Léon Charles as Haiti’s Ambassador to the OAS in Washington, DC with the body’s secretary general, Luis Almagro.

But a year later, Washington was disenchanted. Five months of secret U.S. Embassy cables from March to July 2005, obtained by the publisher WikiLeaks, provide a candid glimpse into the dealings Charles had with U.S. officials. They reveal a resigned but strained relationship between the police chief and his U.S. handlers.

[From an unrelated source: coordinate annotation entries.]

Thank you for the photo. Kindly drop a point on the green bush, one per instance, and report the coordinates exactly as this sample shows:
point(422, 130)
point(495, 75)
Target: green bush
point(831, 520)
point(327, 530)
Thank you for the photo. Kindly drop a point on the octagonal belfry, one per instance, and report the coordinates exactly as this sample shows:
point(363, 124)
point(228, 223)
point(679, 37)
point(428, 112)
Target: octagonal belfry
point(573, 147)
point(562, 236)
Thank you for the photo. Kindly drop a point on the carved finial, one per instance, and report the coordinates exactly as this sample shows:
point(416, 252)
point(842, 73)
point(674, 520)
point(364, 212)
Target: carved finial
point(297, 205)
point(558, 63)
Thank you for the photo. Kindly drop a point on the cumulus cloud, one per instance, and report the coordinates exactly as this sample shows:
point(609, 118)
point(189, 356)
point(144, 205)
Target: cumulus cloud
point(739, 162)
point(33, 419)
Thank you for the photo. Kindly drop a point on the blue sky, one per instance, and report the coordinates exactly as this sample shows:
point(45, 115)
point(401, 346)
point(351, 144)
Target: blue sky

“We have been equally frustrated with the HNP’s inability to deliver on even the simplest of agreements,” complained Ambassador James Foley in a Jun. 7, 2005 secret cable after meeting with the UN Civilian Police (CIVPOL) force’s Canadian chief, David Beer, who was unhappy with the HNP. “Although Léon Charles remains the best among an uncertain list of alternatives, he is not well served by his deputies and is not entirely in control of the police force.”

“It remains difficult to get the HNP to conduct regular joint patrols with CIVPOL.”

“Clearly frustrated and fatigued,” Beer told Foley that the HNP’s collaboration with CIVPOL was not working. “Beer explained that his plans for HNP deployment along with CIVPOL have been stymied for months. He said CIVPOL had drafted a detailed plan in March for HNP deployment by station and rank up through 2006. Despite professed agreement by the HNP, however, the plan has not been put into practice… It remains difficult to get the HNP to conduct regular joint patrols with CIVPOL. Beer said, for example, that he has insisted that the Crowd Control Unit (CIMO) not be deployed without a CIVPOL escort, but the agreement is often ignored in practice,” resulting in several clashes where HNP officers fatally shot demonstrators (and sometimes vice versa).

Meanwhile, kidnapping was raging in Haiti, and Beer had proposed a “CIVPOL-HNP Joint Command Center (JCC) [which] might help jump-start cooperation with the HNP.” But after CIVPOL spent four months putting the JCC together, the HNP “suddenly scuttled the project” and a similar “special MINUSTAH-HNP Joint Anti-Kidnapping Unit created recently… has already foundered, Beer said. He claimed that after a few days the HNP officers assigned stopped coming and stopped sharing information.”

“Beer suggested that corruption, even in these special units, was endemic and that Charles was unwilling or unable to discipline or arrest officers that everybody knows are corrupt and colluding with the kidnappers,” Foley reported to Washington.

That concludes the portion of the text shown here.